Though many people affected by psychological concerns, including those who are bipolar, are able to manage their concerns either on their own or with professional mental help, some may experience difficulty in raising children who do not develop certain mental health issues as a direct result of observing their parents. A study recently conducted at the Western Psychiatric Institute and Clinic in Pittsburgh found that children of parents with bipolar concerns were about eight times as likely to develop symptoms of attention deficit hyperactivity disorder, or ADHD, and were significantly more likely to experience other mental health issues as compared to children with parents in good mental health. The children of parents affected by bipolar were also at higher risk for experiencing two or more mental health concerns concurrently.

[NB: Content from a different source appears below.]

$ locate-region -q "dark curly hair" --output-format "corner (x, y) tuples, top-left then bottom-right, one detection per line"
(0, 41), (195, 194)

The study tracked the behaviors and relationships of hundreds of children and their parents, separating participants based on the existence or nonexistence of a diagnosis of bipolar concerns in the parents. Controls were set into place to remove possible connections to substance abuse, learning disabilities, and other mental issues. Though the study acknowledged that working towards diagnosing very young children with certain mental health issues was a challenging task, the researchers relied on extant work suggesting that reliable diagnoses could be made as young as age two.
The results, while initially alarming to some, may hold promise for early detection and treatment of mental health concerns amongst youth, a measure which could have a profound impact on the lives of scores of children. Through identifying the key triggers and environmental factors involved in the development of these issues, mental health professionals may be able to provide what is often hailed as the best treatment available: prevention.